How depth interacts with chain integrity
Each NAV snapshot that contributes to verified-day count is also an entry in the trader's hash chain (lib/calculation/audit-hash.ts). The chain is append-only, so days that have been counted toward a depth tier cannot later be removed without breaking the SHA-256 chain hash and the Bitcoin OpenTimestamps anchor. A Gold trader cannot quietly trim their bad weeks out of the underlying record.
This is the structural reason the depth tier is meaningful at all. Without an append-only chain, a trader could pad their verified day count with a long string of recent good days while privately deleting earlier bad ones. The append-only constraint forces the day count to be a property of the genuine historical record.
How to read a track record critically
When evaluating any published track record — on NakedPnL or anywhere else — three questions are decisive:
- How long is the record? Less than a year is preliminary; less than two years is suggestive; three years or more begins to be statistically meaningful for typical Sharpes.
- How continuous is the record? Frequent gaps suggest selective publication. A continuous chain with no unexplained absences is much stronger evidence.
- Is the record append-only? Can the trader silently revise or remove entries after the fact? An independently re-verifiable hash chain anchored to a public timestamping system rules this out.

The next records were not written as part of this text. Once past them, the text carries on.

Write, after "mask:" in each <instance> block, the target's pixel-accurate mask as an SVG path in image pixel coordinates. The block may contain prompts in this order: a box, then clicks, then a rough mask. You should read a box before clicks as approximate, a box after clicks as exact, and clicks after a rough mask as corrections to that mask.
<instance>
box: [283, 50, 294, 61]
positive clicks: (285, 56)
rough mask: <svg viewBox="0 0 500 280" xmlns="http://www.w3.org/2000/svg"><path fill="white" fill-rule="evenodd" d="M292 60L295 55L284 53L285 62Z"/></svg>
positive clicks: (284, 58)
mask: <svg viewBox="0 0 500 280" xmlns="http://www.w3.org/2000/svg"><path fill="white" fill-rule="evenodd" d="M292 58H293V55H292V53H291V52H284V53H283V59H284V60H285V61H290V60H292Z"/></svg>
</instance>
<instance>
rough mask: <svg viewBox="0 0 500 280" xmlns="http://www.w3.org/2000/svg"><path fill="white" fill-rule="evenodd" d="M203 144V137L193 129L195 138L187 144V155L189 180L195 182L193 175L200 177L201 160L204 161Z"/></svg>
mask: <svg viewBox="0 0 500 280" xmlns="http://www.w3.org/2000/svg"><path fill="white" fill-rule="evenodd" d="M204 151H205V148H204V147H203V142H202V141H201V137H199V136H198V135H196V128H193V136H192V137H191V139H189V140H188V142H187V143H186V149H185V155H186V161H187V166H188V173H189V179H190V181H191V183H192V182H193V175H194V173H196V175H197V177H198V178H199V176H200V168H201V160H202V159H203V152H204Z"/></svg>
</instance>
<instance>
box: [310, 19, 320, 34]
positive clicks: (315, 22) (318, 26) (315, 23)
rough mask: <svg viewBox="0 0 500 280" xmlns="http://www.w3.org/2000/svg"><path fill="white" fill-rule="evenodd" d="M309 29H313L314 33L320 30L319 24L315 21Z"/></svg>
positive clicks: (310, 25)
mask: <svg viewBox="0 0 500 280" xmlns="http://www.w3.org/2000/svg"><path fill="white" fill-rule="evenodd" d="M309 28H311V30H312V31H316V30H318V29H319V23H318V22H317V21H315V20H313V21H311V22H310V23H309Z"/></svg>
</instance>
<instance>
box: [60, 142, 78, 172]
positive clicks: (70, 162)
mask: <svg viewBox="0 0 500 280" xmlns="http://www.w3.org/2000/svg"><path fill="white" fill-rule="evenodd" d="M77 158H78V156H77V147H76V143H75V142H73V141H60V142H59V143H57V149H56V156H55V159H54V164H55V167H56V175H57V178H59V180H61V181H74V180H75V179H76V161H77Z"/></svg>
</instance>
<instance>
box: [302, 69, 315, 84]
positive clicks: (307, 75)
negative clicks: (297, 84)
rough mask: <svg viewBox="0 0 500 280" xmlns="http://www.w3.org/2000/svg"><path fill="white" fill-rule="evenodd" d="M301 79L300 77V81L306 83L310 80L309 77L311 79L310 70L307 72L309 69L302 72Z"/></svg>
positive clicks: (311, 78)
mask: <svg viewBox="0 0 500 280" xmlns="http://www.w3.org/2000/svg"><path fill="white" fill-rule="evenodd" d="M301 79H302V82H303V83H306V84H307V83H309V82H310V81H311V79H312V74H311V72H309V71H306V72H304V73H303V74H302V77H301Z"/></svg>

NakedPnL's verification depth tier surfaces all three properties in a single label. A Gold tier means the trader has cleared the basic statistical threshold, has multiple independent venues of evidence, and has not skipped weeks of unfavourable history. It is the minimum bar at which a published track record is worth evaluating in detail.
Frequently asked questions
References
- Lo, A. (2002). The Statistics of Sharpe Ratios. Financial Analysts Journal, Vol. 58, No. 4.
- Bailey, D., Lopez de Prado, M. (2012). The Sharpe Ratio Efficient Frontier. Journal of Risk.
- GIPS Standards for Firms (2020) — Composite Construction Requirements
- Harvey, C., Liu, Y., Zhu, H. (2016). … and the Cross-Section of Expected Returns. Review of Financial Studies.